Ahoy, mateys. Welcome aboard the airtight entrepreneurial vessel that is Jim McTague’s version of
My guess is that the decline of union membership in the private sector, from about 35% of workers in 1954 to 8% today, according to Epstein's numbers, owes more to a hearty embrace of entrepreneurship than to union-bashing: Most of us are buccaneers at heart. Who wouldn't want to work for relative peanuts and stock options for a visionary like Bill Gates, instead of for a steady paycheck and predictable, small-percentage annual pay increase at the local electric utility?

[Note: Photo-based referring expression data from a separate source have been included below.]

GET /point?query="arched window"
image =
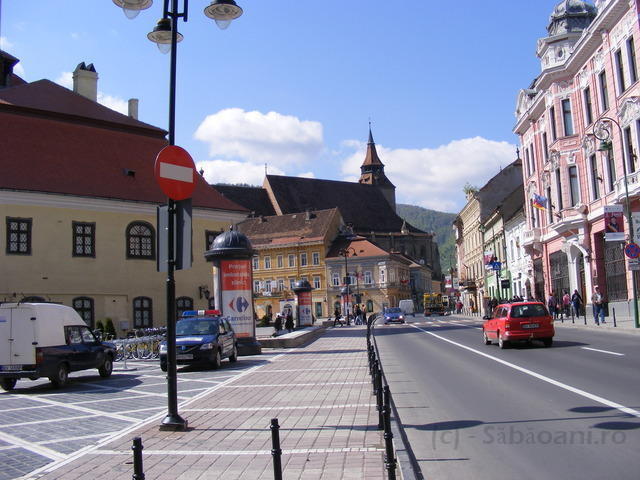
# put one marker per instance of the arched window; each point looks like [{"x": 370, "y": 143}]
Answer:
[
  {"x": 84, "y": 307},
  {"x": 141, "y": 240},
  {"x": 142, "y": 312},
  {"x": 183, "y": 304}
]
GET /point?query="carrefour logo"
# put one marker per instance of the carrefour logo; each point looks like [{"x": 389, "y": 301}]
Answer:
[{"x": 239, "y": 304}]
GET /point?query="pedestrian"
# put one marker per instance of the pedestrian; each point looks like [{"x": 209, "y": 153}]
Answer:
[
  {"x": 566, "y": 304},
  {"x": 552, "y": 305},
  {"x": 277, "y": 324},
  {"x": 576, "y": 303},
  {"x": 288, "y": 323},
  {"x": 336, "y": 317},
  {"x": 597, "y": 299}
]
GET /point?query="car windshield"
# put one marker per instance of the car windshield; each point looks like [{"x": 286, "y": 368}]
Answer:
[
  {"x": 525, "y": 311},
  {"x": 196, "y": 326}
]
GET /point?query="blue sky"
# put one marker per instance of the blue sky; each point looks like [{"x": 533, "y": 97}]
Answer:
[{"x": 294, "y": 83}]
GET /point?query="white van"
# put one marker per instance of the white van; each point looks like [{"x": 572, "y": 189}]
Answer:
[
  {"x": 48, "y": 340},
  {"x": 407, "y": 307}
]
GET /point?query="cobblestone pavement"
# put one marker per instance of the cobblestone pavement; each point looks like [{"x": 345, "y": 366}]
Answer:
[
  {"x": 321, "y": 395},
  {"x": 40, "y": 425}
]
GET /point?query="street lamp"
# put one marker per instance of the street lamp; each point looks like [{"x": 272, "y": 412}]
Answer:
[
  {"x": 166, "y": 36},
  {"x": 602, "y": 131}
]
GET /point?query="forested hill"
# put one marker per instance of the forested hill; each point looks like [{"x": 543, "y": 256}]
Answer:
[{"x": 440, "y": 223}]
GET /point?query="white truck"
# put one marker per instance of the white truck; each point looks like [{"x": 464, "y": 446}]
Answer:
[{"x": 48, "y": 340}]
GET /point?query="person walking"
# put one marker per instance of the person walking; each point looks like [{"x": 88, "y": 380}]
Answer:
[
  {"x": 597, "y": 299},
  {"x": 576, "y": 303}
]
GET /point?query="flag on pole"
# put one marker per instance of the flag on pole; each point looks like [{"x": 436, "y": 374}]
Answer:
[{"x": 539, "y": 202}]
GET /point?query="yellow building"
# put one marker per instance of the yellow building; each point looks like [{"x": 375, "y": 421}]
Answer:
[
  {"x": 78, "y": 205},
  {"x": 290, "y": 248}
]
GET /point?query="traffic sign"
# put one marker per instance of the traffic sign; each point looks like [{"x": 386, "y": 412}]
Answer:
[
  {"x": 175, "y": 172},
  {"x": 632, "y": 250}
]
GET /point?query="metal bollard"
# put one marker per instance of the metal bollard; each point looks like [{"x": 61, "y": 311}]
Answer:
[
  {"x": 389, "y": 458},
  {"x": 276, "y": 451},
  {"x": 138, "y": 471}
]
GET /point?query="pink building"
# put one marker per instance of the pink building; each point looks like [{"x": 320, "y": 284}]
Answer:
[{"x": 587, "y": 90}]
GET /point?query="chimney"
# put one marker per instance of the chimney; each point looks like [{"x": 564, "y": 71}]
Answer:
[
  {"x": 85, "y": 81},
  {"x": 133, "y": 108}
]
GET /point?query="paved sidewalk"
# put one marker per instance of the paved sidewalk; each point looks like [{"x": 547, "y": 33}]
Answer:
[{"x": 321, "y": 395}]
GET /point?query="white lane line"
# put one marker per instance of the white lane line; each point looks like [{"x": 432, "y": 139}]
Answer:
[
  {"x": 603, "y": 351},
  {"x": 590, "y": 396},
  {"x": 287, "y": 407}
]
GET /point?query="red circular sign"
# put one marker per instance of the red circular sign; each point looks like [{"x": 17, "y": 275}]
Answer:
[{"x": 175, "y": 172}]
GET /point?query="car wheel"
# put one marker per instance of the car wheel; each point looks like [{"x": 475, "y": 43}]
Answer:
[
  {"x": 234, "y": 354},
  {"x": 8, "y": 384},
  {"x": 61, "y": 377},
  {"x": 107, "y": 367},
  {"x": 216, "y": 360}
]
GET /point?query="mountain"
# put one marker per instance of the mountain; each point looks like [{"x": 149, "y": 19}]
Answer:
[{"x": 440, "y": 223}]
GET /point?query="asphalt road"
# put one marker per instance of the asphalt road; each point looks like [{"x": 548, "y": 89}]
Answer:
[{"x": 471, "y": 410}]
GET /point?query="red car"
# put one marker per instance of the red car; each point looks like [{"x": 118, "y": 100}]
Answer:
[{"x": 519, "y": 321}]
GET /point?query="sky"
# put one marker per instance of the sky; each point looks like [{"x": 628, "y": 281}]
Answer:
[{"x": 291, "y": 86}]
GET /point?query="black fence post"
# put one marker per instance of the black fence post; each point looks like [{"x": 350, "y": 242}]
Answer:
[
  {"x": 276, "y": 451},
  {"x": 138, "y": 470},
  {"x": 389, "y": 458}
]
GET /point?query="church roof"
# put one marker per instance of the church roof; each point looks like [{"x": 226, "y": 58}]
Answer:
[{"x": 363, "y": 206}]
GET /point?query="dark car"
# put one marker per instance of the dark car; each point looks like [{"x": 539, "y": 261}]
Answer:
[
  {"x": 393, "y": 315},
  {"x": 520, "y": 321},
  {"x": 202, "y": 337}
]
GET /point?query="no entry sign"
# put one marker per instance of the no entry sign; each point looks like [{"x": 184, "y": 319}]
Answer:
[{"x": 175, "y": 172}]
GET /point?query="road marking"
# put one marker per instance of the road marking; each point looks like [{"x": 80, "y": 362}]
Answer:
[
  {"x": 590, "y": 396},
  {"x": 603, "y": 351}
]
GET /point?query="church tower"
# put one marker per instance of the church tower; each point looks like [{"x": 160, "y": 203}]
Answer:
[{"x": 372, "y": 173}]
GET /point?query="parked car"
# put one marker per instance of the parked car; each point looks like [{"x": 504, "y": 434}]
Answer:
[
  {"x": 393, "y": 315},
  {"x": 520, "y": 321},
  {"x": 202, "y": 337},
  {"x": 48, "y": 340}
]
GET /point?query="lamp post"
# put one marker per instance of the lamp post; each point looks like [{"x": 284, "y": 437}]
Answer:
[
  {"x": 602, "y": 131},
  {"x": 346, "y": 253},
  {"x": 166, "y": 36}
]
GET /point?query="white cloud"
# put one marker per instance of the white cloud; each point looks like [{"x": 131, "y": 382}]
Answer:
[
  {"x": 273, "y": 138},
  {"x": 434, "y": 178},
  {"x": 231, "y": 171}
]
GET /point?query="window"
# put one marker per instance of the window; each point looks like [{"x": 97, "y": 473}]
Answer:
[
  {"x": 628, "y": 141},
  {"x": 84, "y": 307},
  {"x": 604, "y": 91},
  {"x": 559, "y": 189},
  {"x": 19, "y": 236},
  {"x": 567, "y": 119},
  {"x": 183, "y": 304},
  {"x": 142, "y": 312},
  {"x": 574, "y": 188},
  {"x": 141, "y": 241},
  {"x": 631, "y": 56},
  {"x": 588, "y": 110},
  {"x": 595, "y": 177},
  {"x": 84, "y": 239},
  {"x": 368, "y": 278},
  {"x": 620, "y": 71}
]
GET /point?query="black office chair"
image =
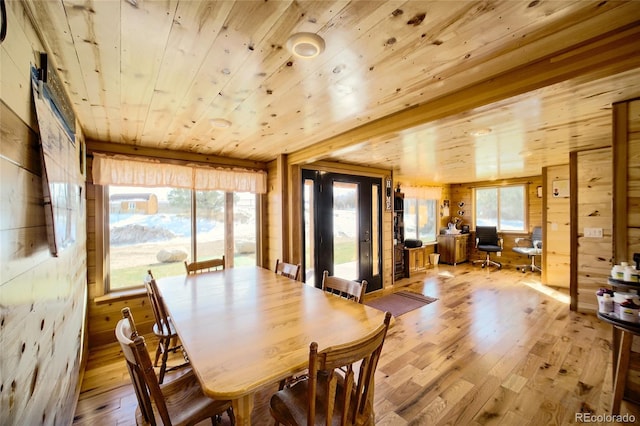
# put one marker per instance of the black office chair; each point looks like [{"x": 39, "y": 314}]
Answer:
[
  {"x": 530, "y": 247},
  {"x": 488, "y": 240}
]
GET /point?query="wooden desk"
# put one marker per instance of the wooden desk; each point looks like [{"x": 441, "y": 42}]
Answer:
[{"x": 247, "y": 327}]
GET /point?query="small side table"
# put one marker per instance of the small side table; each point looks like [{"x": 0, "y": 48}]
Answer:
[{"x": 623, "y": 332}]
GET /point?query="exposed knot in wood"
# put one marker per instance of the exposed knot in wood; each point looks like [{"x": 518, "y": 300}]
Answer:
[{"x": 417, "y": 20}]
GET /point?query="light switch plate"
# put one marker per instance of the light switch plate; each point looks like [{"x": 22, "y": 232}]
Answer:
[{"x": 593, "y": 232}]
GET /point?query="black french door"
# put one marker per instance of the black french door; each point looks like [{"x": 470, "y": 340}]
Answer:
[{"x": 342, "y": 227}]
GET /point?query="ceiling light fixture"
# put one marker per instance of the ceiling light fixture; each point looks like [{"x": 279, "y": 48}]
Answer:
[
  {"x": 305, "y": 45},
  {"x": 221, "y": 123},
  {"x": 480, "y": 132}
]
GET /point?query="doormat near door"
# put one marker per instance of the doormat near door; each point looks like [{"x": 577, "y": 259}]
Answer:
[{"x": 400, "y": 302}]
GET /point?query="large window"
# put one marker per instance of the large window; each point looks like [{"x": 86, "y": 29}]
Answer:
[
  {"x": 420, "y": 219},
  {"x": 158, "y": 228},
  {"x": 503, "y": 207}
]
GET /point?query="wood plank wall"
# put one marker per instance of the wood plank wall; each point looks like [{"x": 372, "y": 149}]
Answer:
[
  {"x": 557, "y": 253},
  {"x": 42, "y": 298},
  {"x": 626, "y": 206},
  {"x": 464, "y": 193},
  {"x": 595, "y": 188},
  {"x": 275, "y": 206},
  {"x": 633, "y": 180}
]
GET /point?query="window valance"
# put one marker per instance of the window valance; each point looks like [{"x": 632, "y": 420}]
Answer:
[
  {"x": 423, "y": 192},
  {"x": 127, "y": 171}
]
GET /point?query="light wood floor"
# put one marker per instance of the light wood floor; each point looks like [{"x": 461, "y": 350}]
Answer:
[{"x": 493, "y": 349}]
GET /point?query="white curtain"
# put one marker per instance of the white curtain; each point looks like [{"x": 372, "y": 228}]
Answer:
[
  {"x": 122, "y": 170},
  {"x": 423, "y": 192}
]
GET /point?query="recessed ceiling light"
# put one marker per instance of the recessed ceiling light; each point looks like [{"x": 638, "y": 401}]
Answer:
[
  {"x": 480, "y": 132},
  {"x": 305, "y": 45},
  {"x": 220, "y": 123}
]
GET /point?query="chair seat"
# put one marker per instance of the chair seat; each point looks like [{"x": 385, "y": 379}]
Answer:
[
  {"x": 290, "y": 404},
  {"x": 527, "y": 251},
  {"x": 165, "y": 330},
  {"x": 199, "y": 406},
  {"x": 489, "y": 247}
]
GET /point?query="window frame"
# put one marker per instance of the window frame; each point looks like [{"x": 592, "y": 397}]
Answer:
[
  {"x": 103, "y": 269},
  {"x": 417, "y": 216},
  {"x": 525, "y": 201}
]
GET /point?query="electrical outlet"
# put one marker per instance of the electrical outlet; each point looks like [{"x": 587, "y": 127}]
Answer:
[{"x": 593, "y": 232}]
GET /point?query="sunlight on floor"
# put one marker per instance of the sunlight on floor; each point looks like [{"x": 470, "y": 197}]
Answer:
[
  {"x": 446, "y": 274},
  {"x": 536, "y": 285}
]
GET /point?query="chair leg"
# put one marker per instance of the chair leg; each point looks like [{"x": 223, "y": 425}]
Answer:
[
  {"x": 158, "y": 352},
  {"x": 489, "y": 262},
  {"x": 165, "y": 356}
]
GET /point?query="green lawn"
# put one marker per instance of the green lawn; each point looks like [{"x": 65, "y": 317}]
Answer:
[{"x": 134, "y": 276}]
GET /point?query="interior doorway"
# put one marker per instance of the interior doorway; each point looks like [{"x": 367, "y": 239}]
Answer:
[{"x": 342, "y": 227}]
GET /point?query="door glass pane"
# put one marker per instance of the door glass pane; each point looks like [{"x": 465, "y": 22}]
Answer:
[
  {"x": 209, "y": 224},
  {"x": 427, "y": 220},
  {"x": 345, "y": 230},
  {"x": 410, "y": 214},
  {"x": 309, "y": 236},
  {"x": 244, "y": 229},
  {"x": 149, "y": 228},
  {"x": 375, "y": 229}
]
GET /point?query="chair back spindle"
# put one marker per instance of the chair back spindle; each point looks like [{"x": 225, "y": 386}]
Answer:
[
  {"x": 288, "y": 270},
  {"x": 204, "y": 265},
  {"x": 333, "y": 393},
  {"x": 348, "y": 289}
]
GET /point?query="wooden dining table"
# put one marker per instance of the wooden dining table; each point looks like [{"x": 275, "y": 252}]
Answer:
[{"x": 247, "y": 327}]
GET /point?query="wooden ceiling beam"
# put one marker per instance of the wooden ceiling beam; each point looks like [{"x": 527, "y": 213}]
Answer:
[
  {"x": 167, "y": 155},
  {"x": 609, "y": 54}
]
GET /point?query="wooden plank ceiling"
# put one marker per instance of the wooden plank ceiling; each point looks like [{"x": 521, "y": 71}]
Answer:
[{"x": 437, "y": 91}]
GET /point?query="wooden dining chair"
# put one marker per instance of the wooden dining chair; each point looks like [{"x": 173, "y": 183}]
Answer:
[
  {"x": 179, "y": 402},
  {"x": 348, "y": 289},
  {"x": 204, "y": 265},
  {"x": 288, "y": 270},
  {"x": 164, "y": 330},
  {"x": 334, "y": 393}
]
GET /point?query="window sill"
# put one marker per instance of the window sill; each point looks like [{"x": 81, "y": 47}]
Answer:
[{"x": 117, "y": 296}]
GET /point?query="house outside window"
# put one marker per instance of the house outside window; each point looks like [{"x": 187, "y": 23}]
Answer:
[
  {"x": 159, "y": 228},
  {"x": 504, "y": 207}
]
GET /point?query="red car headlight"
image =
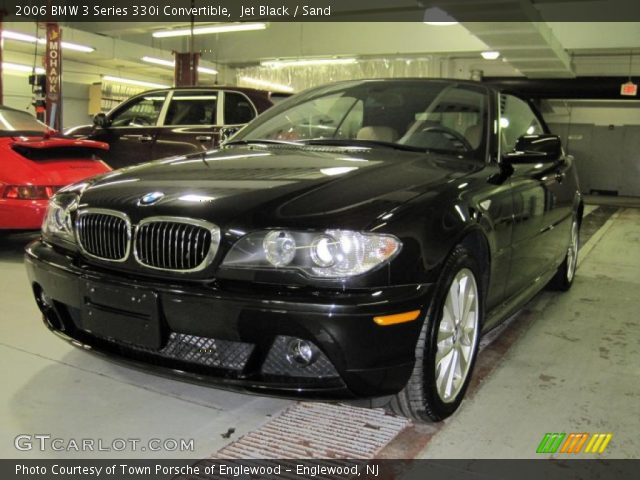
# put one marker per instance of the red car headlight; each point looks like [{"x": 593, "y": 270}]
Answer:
[{"x": 29, "y": 192}]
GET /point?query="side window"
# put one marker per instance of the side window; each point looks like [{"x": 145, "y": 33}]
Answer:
[
  {"x": 140, "y": 112},
  {"x": 516, "y": 119},
  {"x": 192, "y": 108},
  {"x": 237, "y": 109}
]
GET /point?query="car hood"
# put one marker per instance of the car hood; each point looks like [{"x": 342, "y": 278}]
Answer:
[
  {"x": 277, "y": 186},
  {"x": 49, "y": 161}
]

Yes, who indeed? It’s unclear who McTague is insulting more: working Americans with families, struggling to be responsible providers; entrepreneurs who demand more than just “relative peanuts"; or old-time buccaneers, who were in it for the adventure, sure—but mostly for the treasure and blood.
But after you stop laughing, you kind of have to wonder—is this how the business world really sees workers? As some kind of adventurer just working for the sheer fun of it, with no need for hard currency? Do they think workers who want those “predictable” jobs are lazy or unimaginative?
Or is McTague inadvertantly revealing more than he means to about the kind of workers who have, until recently, been most celebrated in today's corporate America: the ones who acted like pirates and stole the hard-earned savings of honest Americans? Should we all be Bernie Madoffs? But of course, Bernie wasn't exactly adventuring for peanuts, either.